The Moon appears a little larger during the time it is closest to Earth. Watch the size in the video vary as it goes through the phases during each orbit.

It also keeps the same side facing toward us. Notice the wobble, or libration, also visible in the video. I will post in the future to explain these strange looking motions in detail.

Kepler Mission Search for Habitable Planets

The Kepler spacecraft is staring at a small region of the sky to survey how many may have planets in the habitable zone. That is a planet at such a distance from its star that it might have liquid water on the surface which might support life. The image below represents the stars with planets found as of the January 2013 data release.

This is a graphic of 2,740 stars which have candidate planets in transit. The planets are small black disks against the bright disk of each star. Using the prolific planet hunting Kepler spacecraft, astronomers have discovered 2,740 planet candidates orbiting other suns since the Kepler mission’s search for Earth-like worlds began in 2009. To find them, Kepler monitors a rich star field to identify planetary transits by the slight dimming of starlight caused by a planet crossing the face of its parent star. In this remarkable illustration created by Jason Rowe of NASA’s Kepler Science Team, all of Kepler’s planet candidates are shown in transit with their parent stars ordered by size from top left to bottom right. Simulated stellar disks and the silhouettes of transiting planets are all shown at the same relative scale, with saturated star colors. Of course, some stars show more than one planet in transit, but you may have to examine the picture at high resolution to spot them all. For reference, the Sun is shown at the same scale, by itself below the top row on the right. In silhouette against the Sun’s disk, both Jupiter and Earth are in transit.

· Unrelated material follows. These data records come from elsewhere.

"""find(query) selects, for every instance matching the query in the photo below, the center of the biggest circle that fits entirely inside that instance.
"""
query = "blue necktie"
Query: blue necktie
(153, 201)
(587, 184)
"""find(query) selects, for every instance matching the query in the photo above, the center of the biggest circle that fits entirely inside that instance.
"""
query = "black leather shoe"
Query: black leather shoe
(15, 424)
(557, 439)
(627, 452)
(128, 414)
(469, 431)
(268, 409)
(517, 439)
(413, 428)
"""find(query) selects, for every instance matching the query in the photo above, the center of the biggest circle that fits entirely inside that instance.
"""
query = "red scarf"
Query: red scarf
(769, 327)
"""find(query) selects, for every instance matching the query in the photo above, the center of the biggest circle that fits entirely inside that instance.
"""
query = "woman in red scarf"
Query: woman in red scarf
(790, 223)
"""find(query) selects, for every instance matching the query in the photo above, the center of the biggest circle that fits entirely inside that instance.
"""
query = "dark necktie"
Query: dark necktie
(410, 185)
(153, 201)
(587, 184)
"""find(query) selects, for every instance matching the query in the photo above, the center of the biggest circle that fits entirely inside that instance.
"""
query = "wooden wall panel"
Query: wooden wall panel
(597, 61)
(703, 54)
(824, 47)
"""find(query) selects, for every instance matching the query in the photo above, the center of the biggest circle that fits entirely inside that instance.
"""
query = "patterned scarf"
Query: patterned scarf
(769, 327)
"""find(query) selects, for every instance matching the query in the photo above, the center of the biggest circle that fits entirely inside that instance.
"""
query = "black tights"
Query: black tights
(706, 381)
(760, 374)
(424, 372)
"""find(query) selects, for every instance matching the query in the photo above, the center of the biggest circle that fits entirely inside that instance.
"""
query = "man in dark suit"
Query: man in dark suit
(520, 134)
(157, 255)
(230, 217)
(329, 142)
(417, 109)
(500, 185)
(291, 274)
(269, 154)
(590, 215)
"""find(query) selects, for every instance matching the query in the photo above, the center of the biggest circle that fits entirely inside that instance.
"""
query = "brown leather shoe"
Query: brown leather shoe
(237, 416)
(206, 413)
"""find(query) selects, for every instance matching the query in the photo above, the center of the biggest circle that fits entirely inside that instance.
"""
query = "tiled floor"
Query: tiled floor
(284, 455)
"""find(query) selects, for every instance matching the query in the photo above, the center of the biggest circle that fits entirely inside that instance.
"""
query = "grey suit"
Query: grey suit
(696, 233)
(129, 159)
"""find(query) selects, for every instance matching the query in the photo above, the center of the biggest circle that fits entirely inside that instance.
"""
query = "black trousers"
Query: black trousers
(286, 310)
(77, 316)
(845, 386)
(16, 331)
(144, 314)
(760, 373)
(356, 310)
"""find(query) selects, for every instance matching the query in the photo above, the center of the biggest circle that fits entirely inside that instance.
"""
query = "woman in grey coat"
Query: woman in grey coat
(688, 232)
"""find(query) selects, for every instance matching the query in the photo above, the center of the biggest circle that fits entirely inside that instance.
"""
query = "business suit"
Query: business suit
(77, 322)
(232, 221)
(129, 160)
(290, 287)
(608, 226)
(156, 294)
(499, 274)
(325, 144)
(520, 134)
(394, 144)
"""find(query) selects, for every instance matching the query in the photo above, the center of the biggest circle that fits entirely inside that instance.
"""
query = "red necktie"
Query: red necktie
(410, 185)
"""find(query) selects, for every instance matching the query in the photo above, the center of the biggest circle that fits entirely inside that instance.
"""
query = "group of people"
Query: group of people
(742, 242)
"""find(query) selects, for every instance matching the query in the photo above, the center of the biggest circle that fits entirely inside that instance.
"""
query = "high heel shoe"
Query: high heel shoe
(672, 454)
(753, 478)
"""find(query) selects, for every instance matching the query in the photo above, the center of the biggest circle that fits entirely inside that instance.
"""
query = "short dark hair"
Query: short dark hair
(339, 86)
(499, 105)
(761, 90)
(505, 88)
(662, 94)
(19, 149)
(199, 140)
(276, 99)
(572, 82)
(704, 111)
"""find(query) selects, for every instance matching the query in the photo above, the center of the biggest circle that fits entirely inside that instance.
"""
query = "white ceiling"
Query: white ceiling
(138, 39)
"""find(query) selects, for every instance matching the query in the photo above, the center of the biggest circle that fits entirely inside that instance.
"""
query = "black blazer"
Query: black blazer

The Milky Way in 5000 Mega-Pixels (Give it time to load)

What do you see? This was the anthropic question of a year-long photographic project dubbed the Photopic Sky Survey, meant to reveal the entire night sky as if it rivalled the brightness of day. In it we see tens of millions of stars, the glowing factories of newborn ones, and a rich tapestry of dust all floating on a stage of unimaginable proportions. I hope you enjoy this new view of our place in the universe as much as I have enjoyed making it.    — Nick Risinger


Nick traveled nearly 60,000 miles to obtain the clearest skies and vantage points for the 37,440 images which are stitched together in this zoomable interactive. Weather, moon cycles, and light pollution complicated his quest. He divided the sky into 624 areas about the size of the palm of your hand. Details of his project and specifications on equipment used are found at this link.

Each frame received a total of 60 exposures: 4 short, 4 medium, and 4 long shots for each camera which would help to reduce the amount of noise, overhead satellite trails and other unwanted artifacts.

Finally ….. Orrery Fun

An orrery is a mechanical device that illustrates the relative positions and motions of the planets and moons in the solar system in a heliocentric model. Though the Greeks had working planetaria, the first orrery was a planetarium of the modern era was produced in 1704, and one was presented to the Earl of Orrery — whence the name came. They are typically driven by a clockwork mechanism with a globe representing the Sun at the centre, and with a planet at the end of each of the arms.

Today, the orrery can be found in digital form. One recent example I like allows you to have some simple control with interesting results. The image below is linked to the site. Below are some comments about the controls you ought to try.


The slider in the upper left of center lets you run time forward or backward and at varying speeds.
The links in the upper right sets the date and the view of months or zodiac signs.
At the lower left you can make the Moon phases visible. Slow down the clock.
At the lower right you can view the Solar System from the Copernican or Tychonian views.The Copernian view assumes the Sun to be the center of the system. It is also called heliocentric. This view was espoused by Galileo and got him placed under house arrest. The Tychonian view assumes the Earth is the center of the system. It is not correct. But, it gives some interesting motions.